Several basic characteristics were associated with PJP risk. Similar to a previous report in RA, older age and male sex were related to a higher risk of PJP [14]. Our study showed that underlying ARD, malignancy, HIV, and ILD contribute to PJP infection. ILD was associated with increased pulmonary colonization by Pneumocystis jirovecii, which may explain this increased risk [12].

Our study had several strengths including the long follow-up and the use of population-based, nationwide cohorts and the large study sample that may increase statistical precision.

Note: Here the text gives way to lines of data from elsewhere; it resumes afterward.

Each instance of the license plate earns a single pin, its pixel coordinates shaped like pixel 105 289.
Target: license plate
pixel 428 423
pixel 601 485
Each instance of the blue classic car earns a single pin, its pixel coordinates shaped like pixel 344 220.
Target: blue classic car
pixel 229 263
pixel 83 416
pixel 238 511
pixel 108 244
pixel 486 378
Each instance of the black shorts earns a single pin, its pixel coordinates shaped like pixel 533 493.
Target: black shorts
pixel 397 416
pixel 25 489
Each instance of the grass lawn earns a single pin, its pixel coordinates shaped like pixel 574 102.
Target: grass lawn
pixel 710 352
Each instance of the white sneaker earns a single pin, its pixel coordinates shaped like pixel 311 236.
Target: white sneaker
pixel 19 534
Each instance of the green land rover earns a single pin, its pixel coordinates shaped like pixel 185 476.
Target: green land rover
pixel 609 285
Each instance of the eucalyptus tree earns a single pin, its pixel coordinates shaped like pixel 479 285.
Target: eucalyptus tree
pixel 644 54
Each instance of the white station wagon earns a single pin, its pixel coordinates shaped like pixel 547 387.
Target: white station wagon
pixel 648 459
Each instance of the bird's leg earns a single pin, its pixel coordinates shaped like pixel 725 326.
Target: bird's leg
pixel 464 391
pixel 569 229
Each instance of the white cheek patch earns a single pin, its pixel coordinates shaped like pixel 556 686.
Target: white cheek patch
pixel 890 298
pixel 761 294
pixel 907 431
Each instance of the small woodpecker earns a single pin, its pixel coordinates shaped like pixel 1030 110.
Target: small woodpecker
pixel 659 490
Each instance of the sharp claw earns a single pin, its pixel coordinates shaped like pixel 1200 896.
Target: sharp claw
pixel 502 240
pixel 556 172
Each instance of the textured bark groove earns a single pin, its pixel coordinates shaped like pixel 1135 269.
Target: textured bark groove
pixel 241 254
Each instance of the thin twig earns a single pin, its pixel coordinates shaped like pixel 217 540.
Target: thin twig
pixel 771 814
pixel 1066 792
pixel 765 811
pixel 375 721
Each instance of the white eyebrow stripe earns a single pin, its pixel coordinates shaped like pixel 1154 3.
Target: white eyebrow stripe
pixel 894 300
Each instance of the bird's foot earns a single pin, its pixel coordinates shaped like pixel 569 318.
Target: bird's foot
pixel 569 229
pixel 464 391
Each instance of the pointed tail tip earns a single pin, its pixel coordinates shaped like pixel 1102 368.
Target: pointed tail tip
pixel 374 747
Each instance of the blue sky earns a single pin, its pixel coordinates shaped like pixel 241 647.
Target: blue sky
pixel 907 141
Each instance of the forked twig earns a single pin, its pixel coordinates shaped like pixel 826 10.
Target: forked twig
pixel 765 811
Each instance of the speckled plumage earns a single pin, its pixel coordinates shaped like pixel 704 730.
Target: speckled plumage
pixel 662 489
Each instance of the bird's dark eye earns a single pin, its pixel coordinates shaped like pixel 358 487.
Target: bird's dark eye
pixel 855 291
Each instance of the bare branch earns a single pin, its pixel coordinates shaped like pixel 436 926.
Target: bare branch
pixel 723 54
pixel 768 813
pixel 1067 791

In addition, we validated ARD diagnosis by catastrophic illness registration. In the NHI system, patients with the catastrophic illness registration for ARD can be exempted from related medical expense. However, the verification requires fulfillment of the classification criteria of each ARD, as supported by medical records and examination reports. These features made the ARD diagnosis more reliable. Second, we analyzed immunosuppressants as time-dependent variables in a multivariate Cox-regression model, which could fit in with the temporal relationship between medication and the subsequent increased risk of PJP infection.

Our study had several limitations. First, because the NHI database does not include clinical data or culture results, we could not analyze information such as patients’ lymphocyte count, CD4 count, or serum LDH level, which might have an additional predictive value of PJP [6, 36]. However, the main goal of this study was to investigate the epidemiology of PJP in ARD, especially ARD that have been less studied in this context such as PM/DM, SSc, and SjS and the risk of individual medications. Second, different biologics were analyzed together despite the fact that different biologics might have different risks of PJP infection. We decided to simplify the analysis by combining different biologics as one variable because there were too many variables in the model given the low incidence of PJP events and the biologics were mainly used in patients with RA. We will focus on this issue in patients with RA in the future. The situation was similar in SV; we included different types of vasculitis as a single cohort due to relatively low case numbers of each type of vasculitis. However, we believe that the risk differed with different types of vasculitis.

This study revealed the increased risk and epidemiologic data of PJP infection in several ARD including ARD with few reports on, such as SSc and SjS. The risk was highest in patients with PM/DM followed by SV, SSc, SLE, SjS, and RA. This study also included risk factors for PJP infection such as male gender, older age, and comorbidities like cancer, HIV, or ILD, or immunosuppressants including steroid, mycophenolate, cyclophosphamide, biologics, methotrexate, and cyclosporine. These data provide fundamental insights for further studies on prophylactic antibiotics for PJP for these populations.